Thank you. When changing the import order, it turns out pytorch is not installed. I installed it following this tutorial:
Note that the indicated link for the wheel is wrong, but it was easy to fix.
Now it seems to work, but I have the following message when running the script:
vpi_pytorch.py:51: UserWarning: The given NumPy array is not writable, and PyTorch does not support non-writable tensors. This means writing to this tensor will result in undefined behavior. You may want to copy the array to protect its data or make it writable before converting it to a tensor.
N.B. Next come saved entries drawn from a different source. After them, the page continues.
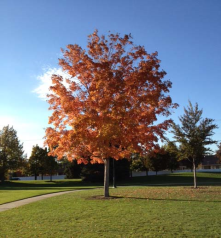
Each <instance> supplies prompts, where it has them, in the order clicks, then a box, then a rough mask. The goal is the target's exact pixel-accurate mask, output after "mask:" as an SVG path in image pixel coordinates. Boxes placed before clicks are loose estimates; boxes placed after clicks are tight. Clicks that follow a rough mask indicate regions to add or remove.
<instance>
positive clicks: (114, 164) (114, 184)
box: [113, 158, 116, 188]
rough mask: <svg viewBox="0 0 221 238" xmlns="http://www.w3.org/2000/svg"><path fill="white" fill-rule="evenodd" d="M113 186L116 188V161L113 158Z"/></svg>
mask: <svg viewBox="0 0 221 238" xmlns="http://www.w3.org/2000/svg"><path fill="white" fill-rule="evenodd" d="M113 188H116V176H115V161H114V158H113Z"/></svg>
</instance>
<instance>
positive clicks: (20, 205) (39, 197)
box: [0, 189, 88, 212]
mask: <svg viewBox="0 0 221 238" xmlns="http://www.w3.org/2000/svg"><path fill="white" fill-rule="evenodd" d="M82 190H88V189H80V190H71V191H64V192H57V193H49V194H44V195H40V196H37V197H31V198H25V199H22V200H19V201H14V202H9V203H5V204H2V205H0V212H3V211H6V210H9V209H12V208H15V207H20V206H23V205H26V204H29V203H32V202H37V201H40V200H43V199H46V198H51V197H55V196H59V195H63V194H67V193H73V192H77V191H82Z"/></svg>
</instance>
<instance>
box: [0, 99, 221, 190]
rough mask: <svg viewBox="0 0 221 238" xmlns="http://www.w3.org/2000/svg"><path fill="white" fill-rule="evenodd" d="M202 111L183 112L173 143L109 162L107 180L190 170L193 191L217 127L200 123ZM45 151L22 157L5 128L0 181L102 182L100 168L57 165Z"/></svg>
mask: <svg viewBox="0 0 221 238" xmlns="http://www.w3.org/2000/svg"><path fill="white" fill-rule="evenodd" d="M201 116H202V110H199V109H198V105H197V104H196V105H195V106H193V105H192V104H191V103H190V102H189V106H188V107H187V108H185V109H184V115H183V116H181V117H180V118H179V119H180V122H181V125H177V124H175V123H173V126H172V133H173V134H174V139H175V140H174V141H168V142H167V143H166V144H164V145H162V146H159V147H158V148H154V149H152V150H149V151H147V152H146V154H145V156H144V155H143V156H141V155H140V154H138V153H133V154H131V159H130V160H128V159H120V160H117V161H115V162H114V163H113V159H111V158H110V178H111V179H110V180H112V179H113V177H114V176H113V175H116V176H115V178H116V179H117V180H121V179H126V178H129V177H130V176H131V175H132V171H146V175H148V172H149V171H155V172H156V175H157V173H158V172H159V171H162V170H170V171H171V172H173V171H174V170H176V169H177V168H179V166H180V165H182V166H185V167H186V168H189V169H191V170H193V172H194V187H195V188H196V187H197V183H196V168H197V166H198V165H199V164H200V163H201V162H202V160H203V158H204V156H205V155H206V154H207V153H209V152H210V149H209V148H208V147H207V145H210V144H213V143H216V141H214V140H212V139H211V136H212V135H213V134H214V132H213V131H214V129H216V128H217V125H216V124H214V120H213V119H208V118H205V119H202V118H201ZM48 153H49V150H48V149H47V148H41V147H40V146H38V145H35V146H33V148H32V153H31V156H30V158H27V155H25V154H24V151H23V144H22V143H21V142H20V141H19V139H18V136H17V132H16V131H15V130H14V128H13V127H10V126H5V127H3V129H2V130H0V180H1V182H3V181H4V180H5V179H11V178H12V177H19V176H34V178H35V179H37V176H39V175H40V176H41V179H43V176H44V175H50V180H52V175H53V174H65V175H66V178H68V179H72V178H81V179H83V180H85V181H91V182H96V181H102V180H103V179H104V164H100V163H94V161H92V160H91V159H90V157H88V159H87V163H86V164H78V163H77V160H75V159H73V160H72V161H69V160H68V159H67V158H65V157H64V158H63V159H61V160H59V161H57V159H56V158H55V157H53V156H49V155H48ZM216 157H217V158H219V159H220V161H221V143H220V144H219V145H218V149H217V151H216Z"/></svg>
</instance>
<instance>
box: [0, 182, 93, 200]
mask: <svg viewBox="0 0 221 238" xmlns="http://www.w3.org/2000/svg"><path fill="white" fill-rule="evenodd" d="M95 187H97V186H96V184H89V183H83V182H82V181H81V180H80V179H73V180H57V181H53V182H49V181H40V180H39V181H13V182H6V183H5V184H3V185H1V186H0V204H4V203H8V202H12V201H17V200H21V199H24V198H29V197H34V196H39V195H43V194H48V193H55V192H62V191H68V190H76V189H77V190H79V189H84V188H95Z"/></svg>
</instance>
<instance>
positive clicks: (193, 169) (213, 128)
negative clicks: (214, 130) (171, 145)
mask: <svg viewBox="0 0 221 238" xmlns="http://www.w3.org/2000/svg"><path fill="white" fill-rule="evenodd" d="M202 113H203V110H200V109H199V108H198V104H197V103H196V104H195V106H193V105H192V103H191V102H189V106H188V107H187V108H184V115H183V116H181V117H180V118H179V120H180V122H181V126H180V125H176V124H175V123H173V127H172V128H173V129H172V132H173V134H174V138H175V141H176V142H178V143H179V144H180V149H179V150H180V151H179V152H180V153H179V157H180V159H188V160H190V161H191V162H192V165H193V175H194V188H197V181H196V167H197V165H198V164H199V162H201V160H202V158H203V156H204V155H205V154H206V153H208V152H209V151H210V149H209V148H208V147H206V146H207V145H211V144H213V143H216V141H214V140H212V138H211V137H212V136H213V135H214V129H216V128H218V126H217V125H216V124H214V120H213V119H209V118H205V119H202Z"/></svg>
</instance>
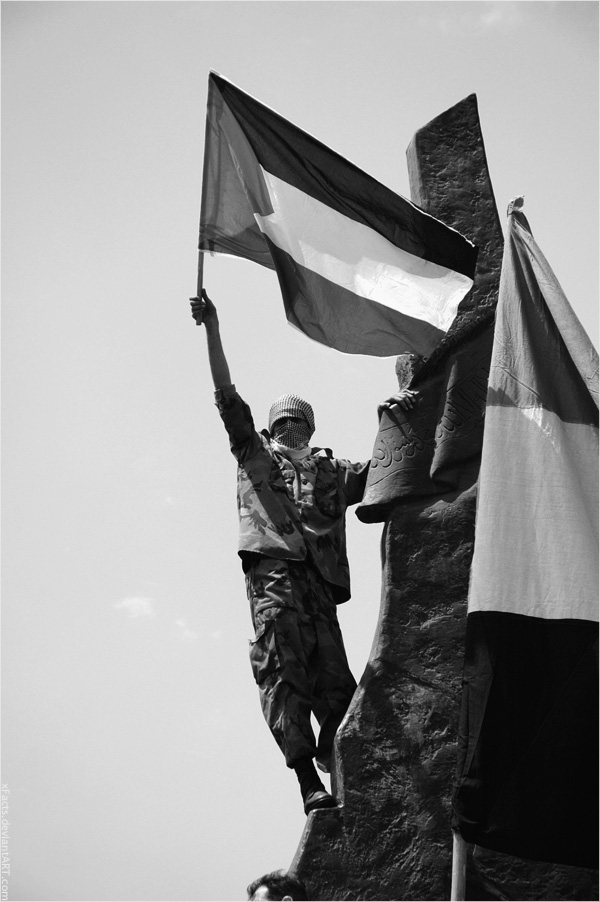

This type of warning will be suppressed for the rest of this program. (Triggered internally at …/torch/csrc/utils/tensor_numpy.cpp:199.)
Is it expected?
And the script is really slow: on a 1900x1200 image, with the ORIN in MAXN mode, it takes around 5s (import times have been removed) to simply blur it and do a basic math operation.
Did you had the opportunity to investigate this suspicious behavior?
In the meantime, maybe you can answer the question I wanted to solve: I wanted to check if vpi convolutions are faster than pytorch convolutions. Do you know if it is the case? Or is it the same?
And is there a way in vpi to perform basic arithmetic operations ( + - * / ) on images like adding 2 images using GPU? And if yes how does it compare to torch implementations?
VPI doesn’t support element-wise operations like + or -.
But we do have another library called TensorRT that can give you a better performance compared to PyTorch.